The agencies said they could also look at the long-term prospect of removing the highway, but they indicated that would be 30 or more years in the future.
“This heavily utilized section of interstate highway helps provide access to and through downtown Tulsa, however its design represents a visible physical barrier to north Tulsa and the historic Greenwood district,” said T.J. Gerlach, a spokesperson for the Oklahoma Department of Transportation, in an email. “Local partners have worked on studies to improve adjacent neighborhoods, local mobility, quality of life and equity, but have not had an opportunity to fully study options with respect to I-244.”
But Cody Brandt, one of the organizers of the competing bid, said the real goal of the state proposal seems to be to block the community’s efforts to tear down the interstate quickly. The organizers are applying for a $2 million planning grant, which would be used for traffic studies, engineering analyses and other preparatory work before construction could begin.

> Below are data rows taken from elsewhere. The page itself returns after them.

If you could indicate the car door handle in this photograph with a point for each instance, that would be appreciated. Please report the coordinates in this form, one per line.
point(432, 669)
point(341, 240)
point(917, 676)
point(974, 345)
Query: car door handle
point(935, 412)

“The important question to study is how does it affect us today if I-244 is not there,” Brandt said.
Ultimately, ODOT would have to agree to remove the highway before it could be taken down.
But Brandt said, based on initial studies, removing the highway should take less than five years and cost about $250 million. Recapturing the land would add to the neighborhood’s wealth and contribute to local tax collections, he pointed out.
The land that is opened up could be handed over to a community land trust, which could then research deeds and return real estate to the original families that owned it, Brandt said.
The trust could also use the assets to promote small businesses and allow the construction of both affordable and market-rate housing, he added. The goal would be to make sure that the newly opened land wouldn’t simply spur gentrification, which is already occurring in much of Greenwood.
Federal officials are aware of the stakes of the Tulsa highway fight. During a visit to Greenwood last year to commemorate the race massacre, President Biden noted how the “highway was built right through the heart of the community.” Buttigieg toured the neighborhood and met with Goodwin, the state legislator, and discussed the interstate’s effects on the surrounding community.
Buttigieg and other federal officials encouraged both sides to work together. But Goodwin said that’s much easier said than done. Black lawmakers have long said the state agency discriminated against Black contractors, and the state transportation department was responsible for building the interstate through Greenwood in the first place.
“There are two very different visions,” Goodwin said.
“It’s very difficult to collaborate with the department of transportation when they want to expand and when we want to do removal. They don’t want to look at removal for 30 years. I might not be alive in 30 years, but I guarantee you an interstate could be built in 30 years,” she added. “They have no intention of removing that segment.”
Daniel C. Vock is a senior reporter for Route Fifty based in Washington, D.C.